Austin Weber needed no introduction as he and his band stepped onto the stage of Pie Shop. Instead, church-sounding music played as band members Dante DeCicco and Tobias Kelly clasped their hands together in prayer while Fraser Weist held up Weber’s silver YouTube button for 100,00 subscribers above his head.
Weber himself took his time as he got into costume in front of the crowd.
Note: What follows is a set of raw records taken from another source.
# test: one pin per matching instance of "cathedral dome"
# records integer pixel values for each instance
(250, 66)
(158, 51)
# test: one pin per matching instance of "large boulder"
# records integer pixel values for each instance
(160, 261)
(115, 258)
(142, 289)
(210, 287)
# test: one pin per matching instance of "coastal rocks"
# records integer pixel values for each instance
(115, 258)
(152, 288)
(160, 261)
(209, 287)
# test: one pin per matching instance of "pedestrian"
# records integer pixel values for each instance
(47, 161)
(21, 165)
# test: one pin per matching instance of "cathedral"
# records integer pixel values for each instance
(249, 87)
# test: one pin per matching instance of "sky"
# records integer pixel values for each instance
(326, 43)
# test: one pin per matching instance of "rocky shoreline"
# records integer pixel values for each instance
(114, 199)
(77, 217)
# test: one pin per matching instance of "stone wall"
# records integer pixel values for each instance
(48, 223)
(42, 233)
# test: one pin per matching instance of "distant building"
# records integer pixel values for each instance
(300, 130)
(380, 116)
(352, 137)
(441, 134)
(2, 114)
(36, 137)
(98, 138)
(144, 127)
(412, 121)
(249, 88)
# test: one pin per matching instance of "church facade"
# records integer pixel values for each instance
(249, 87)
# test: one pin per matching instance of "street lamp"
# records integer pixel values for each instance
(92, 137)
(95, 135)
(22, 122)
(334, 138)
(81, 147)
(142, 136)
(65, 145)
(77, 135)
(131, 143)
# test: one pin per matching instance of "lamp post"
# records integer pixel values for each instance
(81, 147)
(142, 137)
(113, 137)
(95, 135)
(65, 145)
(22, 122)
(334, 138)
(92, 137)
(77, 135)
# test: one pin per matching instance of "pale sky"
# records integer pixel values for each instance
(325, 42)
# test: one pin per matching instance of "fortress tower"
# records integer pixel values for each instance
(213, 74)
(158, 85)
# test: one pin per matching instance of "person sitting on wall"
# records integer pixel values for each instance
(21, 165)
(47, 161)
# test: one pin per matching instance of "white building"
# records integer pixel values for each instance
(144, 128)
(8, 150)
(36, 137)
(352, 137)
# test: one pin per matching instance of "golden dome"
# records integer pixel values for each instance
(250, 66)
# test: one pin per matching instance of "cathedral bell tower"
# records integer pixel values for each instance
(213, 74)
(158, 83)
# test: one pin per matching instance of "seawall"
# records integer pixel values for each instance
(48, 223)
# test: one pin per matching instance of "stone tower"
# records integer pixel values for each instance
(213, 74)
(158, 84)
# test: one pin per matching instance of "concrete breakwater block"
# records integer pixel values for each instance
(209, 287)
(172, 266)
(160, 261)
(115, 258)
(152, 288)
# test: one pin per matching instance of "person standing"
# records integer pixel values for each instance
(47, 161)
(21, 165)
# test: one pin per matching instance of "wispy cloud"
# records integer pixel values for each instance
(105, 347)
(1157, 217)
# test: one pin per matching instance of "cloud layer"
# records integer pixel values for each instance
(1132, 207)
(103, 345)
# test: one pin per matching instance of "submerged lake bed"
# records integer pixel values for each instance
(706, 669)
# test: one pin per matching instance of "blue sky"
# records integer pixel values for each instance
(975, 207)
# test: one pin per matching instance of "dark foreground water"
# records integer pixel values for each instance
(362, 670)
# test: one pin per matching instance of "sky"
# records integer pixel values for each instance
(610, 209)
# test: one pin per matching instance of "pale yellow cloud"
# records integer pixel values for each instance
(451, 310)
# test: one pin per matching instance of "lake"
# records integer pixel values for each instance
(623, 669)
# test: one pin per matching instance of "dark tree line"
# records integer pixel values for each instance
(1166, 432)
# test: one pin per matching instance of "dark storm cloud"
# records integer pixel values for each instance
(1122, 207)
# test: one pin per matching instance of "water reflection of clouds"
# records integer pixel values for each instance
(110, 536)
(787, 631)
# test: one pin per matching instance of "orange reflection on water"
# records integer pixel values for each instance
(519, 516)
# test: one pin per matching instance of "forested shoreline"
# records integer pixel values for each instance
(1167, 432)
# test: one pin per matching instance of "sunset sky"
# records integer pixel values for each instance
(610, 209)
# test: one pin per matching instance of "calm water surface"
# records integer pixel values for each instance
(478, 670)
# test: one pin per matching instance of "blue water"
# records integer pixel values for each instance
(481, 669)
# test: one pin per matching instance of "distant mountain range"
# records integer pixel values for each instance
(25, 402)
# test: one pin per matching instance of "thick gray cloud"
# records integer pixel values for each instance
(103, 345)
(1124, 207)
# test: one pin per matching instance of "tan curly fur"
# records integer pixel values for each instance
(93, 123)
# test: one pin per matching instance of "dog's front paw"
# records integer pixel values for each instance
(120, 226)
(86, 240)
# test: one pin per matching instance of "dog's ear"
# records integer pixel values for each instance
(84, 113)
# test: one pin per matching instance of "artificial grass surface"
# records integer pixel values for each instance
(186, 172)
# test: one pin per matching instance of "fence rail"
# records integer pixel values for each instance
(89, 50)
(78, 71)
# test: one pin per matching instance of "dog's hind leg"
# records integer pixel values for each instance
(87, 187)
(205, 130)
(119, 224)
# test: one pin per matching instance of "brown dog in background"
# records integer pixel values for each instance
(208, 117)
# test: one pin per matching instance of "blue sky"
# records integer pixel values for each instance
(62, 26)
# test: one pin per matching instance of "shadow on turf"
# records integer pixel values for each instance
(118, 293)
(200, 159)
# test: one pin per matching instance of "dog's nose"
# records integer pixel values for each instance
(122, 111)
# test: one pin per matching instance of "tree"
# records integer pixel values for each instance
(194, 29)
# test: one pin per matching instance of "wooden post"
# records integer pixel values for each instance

He slowly put on each article of clothing, knee and elbow pads along with a biking helmet. For each part of the costume he raised it up high and listened as the cheering of the crowd filled the room. He teased them when it came to his helmet. Weber repeated to almost strap it on just to hear the crowd scream.
And they did every time.
“Austin is ecstatically humorous,” Tyler Drager, lead singer of The Dune Flowers.
On Sunday night Weber performed at Pie Shop in Washington, D.C., as part of his “WeberMania” tour. He previously performed at the venue on Nov. 9, 2021, with local musicians Jeff Gilman, known onstage as Jeff Draco, and The Dune Flowers. Weber’s grand return to Pie Shop was more crowded than the last, and it was nothing short of spectacular.
Weber describes himself as a member of the indie alternative-industrial complex and, in his Instagram bio, as the “world’s most independent musician.” He has three albums and a handful of singles. Kelly called Weber’s music “fun medicine” that makes one realize that life is great.
“Fun medicine … that’s how I do my job,” Weber said. “Hopefully, I make people feel better about living.”
As the “world’s most independent musician,” Weber is his own CEO. He spends a lot of his time making merchandise, coordinating the deliveries, booking Airbnbs, writing songs and recording them in his studio.
“I always have way too much stuff to do and not enough time to do it,” he said. “But that’s part of the fun of making stuff.”
After he released his first album, D-42, Weber developed a local following in Boston mostly made up of friends. It would not be until he released “Mamma Mia,” his most streamed single, that he would be known nationwide.
Weber received a grant in 2018 from Harvard University to study Buddhist temple bells in Kyoto, Japan. While living in Kyoto and recording temple bells, he decided one day to record himself singing ABBA’s “Mamma Mia” in the Kamo River.
Weber did not post the music video, only sharing it with friends and holding onto the memory. That was until two friends of his grabbed him by the shoulders and insisted that he put it out.
“Just trust us,” Weber remembers them saying.
He followed their advice. Then it blew up.
Weber’s cover of “Mamma Mia” currently has more than 11 million views on YouTube and more than 16 million streams on Spotify.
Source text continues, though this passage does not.